Search code examples
sql-serverperformancesql-delete

Delete large number of rows


I want to delete records from Table1 (Rows > 300 million records) based on this criteria (returns > 100 million records): Column1 IS NULL AND Column2 IS NULL AND Column3 IS NULL AND Column4 IS NULL AND Column5 IS NULL AND Column6 IS NULL AND Column7 IS NULL

Table definition:

CREATE TABLE [dbo].[Table1](
    [ID] [uniqueidentifier] NOT NULL,
    [Column1] [float] NULL,
    [Column2] [float] NULL,
    [Column3] [float] NULL,
    [Column4] [float] NULL,
    [Column5] [float] NULL,
    [Column6] [float] NULL,
    [Column7] [float] NULL,
    [Table2ID] [uniqueidentifier] NULL, 
PRIMARY KEY CLUSTERED 
(
    [ID] ASC
)WITH (PAD_INDEX = OFF, STATISTICS_NORECOMPUTE = OFF, IGNORE_DUP_KEY = OFF, ALLOW_ROW_LOCKS = ON, ALLOW_PAGE_LOCKS = ON) ON [PRIMARY]
) ON [PRIMARY]

GO

Note: Table2ID is the foreign key contraint from Table2

CREATE TABLE [dbo].[Table2](
    [ID] [uniqueidentifier] NOT NULL,
    [Column1] [date] NULL,
    [Column2] [tinyint] NULL,
    [Column3] [tinyint] NULL,
 CONSTRAINT [PK_Table2_ID] PRIMARY KEY CLUSTERED 
(
    [ID] ASC
)WITH (PAD_INDEX = OFF, STATISTICS_NORECOMPUTE = OFF, IGNORE_DUP_KEY = OFF, ALLOW_ROW_LOCKS = ON, ALLOW_PAGE_LOCKS = ON) ON [PRIMARY]
) ON [PRIMARY]

GO

I also want to delete all orphan records from Table2 (Row count around 10 million records) which are no longer referenced in Table1. Here are the approaches which I took:

a. Create temp table #table1 with Table1ID and Table2ID columns. Capture all relevant Table1IDs and run the below delete query.

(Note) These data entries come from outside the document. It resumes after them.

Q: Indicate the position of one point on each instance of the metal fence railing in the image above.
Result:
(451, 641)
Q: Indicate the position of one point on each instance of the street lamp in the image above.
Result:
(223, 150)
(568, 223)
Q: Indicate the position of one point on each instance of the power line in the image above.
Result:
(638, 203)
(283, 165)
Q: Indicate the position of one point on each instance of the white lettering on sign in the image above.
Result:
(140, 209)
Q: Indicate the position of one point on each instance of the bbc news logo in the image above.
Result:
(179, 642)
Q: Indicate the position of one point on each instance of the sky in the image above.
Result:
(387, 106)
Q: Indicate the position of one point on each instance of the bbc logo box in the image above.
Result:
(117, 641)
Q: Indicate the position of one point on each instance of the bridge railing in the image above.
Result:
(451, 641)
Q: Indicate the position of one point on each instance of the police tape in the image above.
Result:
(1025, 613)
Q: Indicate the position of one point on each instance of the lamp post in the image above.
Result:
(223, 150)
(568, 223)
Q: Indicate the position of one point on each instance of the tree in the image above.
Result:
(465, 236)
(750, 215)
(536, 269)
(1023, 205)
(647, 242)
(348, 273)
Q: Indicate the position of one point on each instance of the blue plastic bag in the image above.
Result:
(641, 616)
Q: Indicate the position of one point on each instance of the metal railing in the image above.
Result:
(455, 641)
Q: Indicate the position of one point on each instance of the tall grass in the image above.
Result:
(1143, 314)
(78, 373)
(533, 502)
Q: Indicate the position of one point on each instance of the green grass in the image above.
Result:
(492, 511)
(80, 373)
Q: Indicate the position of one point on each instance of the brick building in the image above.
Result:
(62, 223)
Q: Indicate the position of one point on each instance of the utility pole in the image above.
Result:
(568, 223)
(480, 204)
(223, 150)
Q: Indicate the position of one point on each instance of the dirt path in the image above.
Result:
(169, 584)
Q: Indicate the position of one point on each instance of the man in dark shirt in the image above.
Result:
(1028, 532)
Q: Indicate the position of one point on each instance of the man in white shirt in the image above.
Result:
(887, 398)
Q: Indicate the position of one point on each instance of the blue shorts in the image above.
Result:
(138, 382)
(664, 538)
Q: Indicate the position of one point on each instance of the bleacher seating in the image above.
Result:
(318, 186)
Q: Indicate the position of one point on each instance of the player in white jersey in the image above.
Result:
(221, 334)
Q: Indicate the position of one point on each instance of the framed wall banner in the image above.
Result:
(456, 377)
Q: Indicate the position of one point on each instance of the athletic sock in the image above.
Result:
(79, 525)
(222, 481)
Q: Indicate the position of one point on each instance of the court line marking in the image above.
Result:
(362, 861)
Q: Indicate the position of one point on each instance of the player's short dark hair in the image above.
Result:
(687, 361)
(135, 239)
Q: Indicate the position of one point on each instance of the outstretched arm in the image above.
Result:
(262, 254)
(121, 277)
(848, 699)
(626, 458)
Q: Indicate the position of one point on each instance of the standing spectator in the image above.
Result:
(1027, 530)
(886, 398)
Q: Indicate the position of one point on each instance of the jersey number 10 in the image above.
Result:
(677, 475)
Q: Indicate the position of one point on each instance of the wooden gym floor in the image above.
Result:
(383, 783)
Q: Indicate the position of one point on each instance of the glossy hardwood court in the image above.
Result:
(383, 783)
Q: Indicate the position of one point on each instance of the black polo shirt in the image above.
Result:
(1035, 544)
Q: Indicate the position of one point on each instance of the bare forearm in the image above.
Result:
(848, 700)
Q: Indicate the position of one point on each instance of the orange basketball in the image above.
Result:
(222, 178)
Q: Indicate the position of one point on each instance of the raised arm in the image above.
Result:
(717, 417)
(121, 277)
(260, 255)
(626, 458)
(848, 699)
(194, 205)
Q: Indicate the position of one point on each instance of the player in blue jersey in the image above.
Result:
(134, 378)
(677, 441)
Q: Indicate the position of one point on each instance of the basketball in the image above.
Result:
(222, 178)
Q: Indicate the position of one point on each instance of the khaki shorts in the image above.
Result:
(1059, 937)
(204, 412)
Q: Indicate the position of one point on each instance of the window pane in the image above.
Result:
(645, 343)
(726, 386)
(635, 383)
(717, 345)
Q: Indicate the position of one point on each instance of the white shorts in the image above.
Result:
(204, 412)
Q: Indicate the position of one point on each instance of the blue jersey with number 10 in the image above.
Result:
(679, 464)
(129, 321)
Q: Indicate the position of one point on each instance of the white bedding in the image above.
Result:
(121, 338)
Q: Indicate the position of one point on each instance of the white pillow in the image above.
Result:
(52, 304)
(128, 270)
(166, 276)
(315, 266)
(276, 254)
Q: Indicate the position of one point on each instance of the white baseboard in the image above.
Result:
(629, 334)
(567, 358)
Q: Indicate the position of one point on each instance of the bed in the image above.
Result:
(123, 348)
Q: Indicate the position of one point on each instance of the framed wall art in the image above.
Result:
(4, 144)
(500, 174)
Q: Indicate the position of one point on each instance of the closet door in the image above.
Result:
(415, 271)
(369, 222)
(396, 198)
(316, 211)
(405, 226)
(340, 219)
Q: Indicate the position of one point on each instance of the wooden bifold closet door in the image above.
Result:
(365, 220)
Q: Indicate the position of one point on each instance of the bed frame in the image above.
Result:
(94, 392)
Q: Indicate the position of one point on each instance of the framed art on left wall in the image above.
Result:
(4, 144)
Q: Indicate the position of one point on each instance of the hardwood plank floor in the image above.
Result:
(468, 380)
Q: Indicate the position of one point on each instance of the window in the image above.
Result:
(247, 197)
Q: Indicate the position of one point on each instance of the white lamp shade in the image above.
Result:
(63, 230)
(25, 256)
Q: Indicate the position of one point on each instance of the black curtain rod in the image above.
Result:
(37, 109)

Delete from Table1 where ID in (select Table1ID from #table1)

Delete from Table2 where ID in (select Table2ID from #table1)

The above query is taking enormous time possibly because of table scans.

b. Everything same as above but create unique clustered index on Table1ID column and unique index on Table2ID in #table1 and run the below query:

Delete from Table1 t1 join #table1 tmp1 on t1.ID=tmp1.Table1ID

Delete from Table2 t2 join #table1 tmp1 on t1.ID=tmp1.Table2ID

Is there a better way to handle this scenario? What is the best possible way to delete records from Table1 and Table2?

Note: I am aware of the approach where we create a new table, dump all the relevant data and rename it. Please provide suggestions on alternative approaches - pros and cons.


Solution

  • As You really want to delete high percentage, so you may consider this approach

     SELECT col1, col2, ... INTO #SomeHoldingtable
                FROM MyTable WHERE ..condition..
    
     TRUNCATE TABLE MyTable
    
     INSERT MyTable (col1, col2, ...)
               SELECT col1, col2, ... FROM #SomeHoldingtable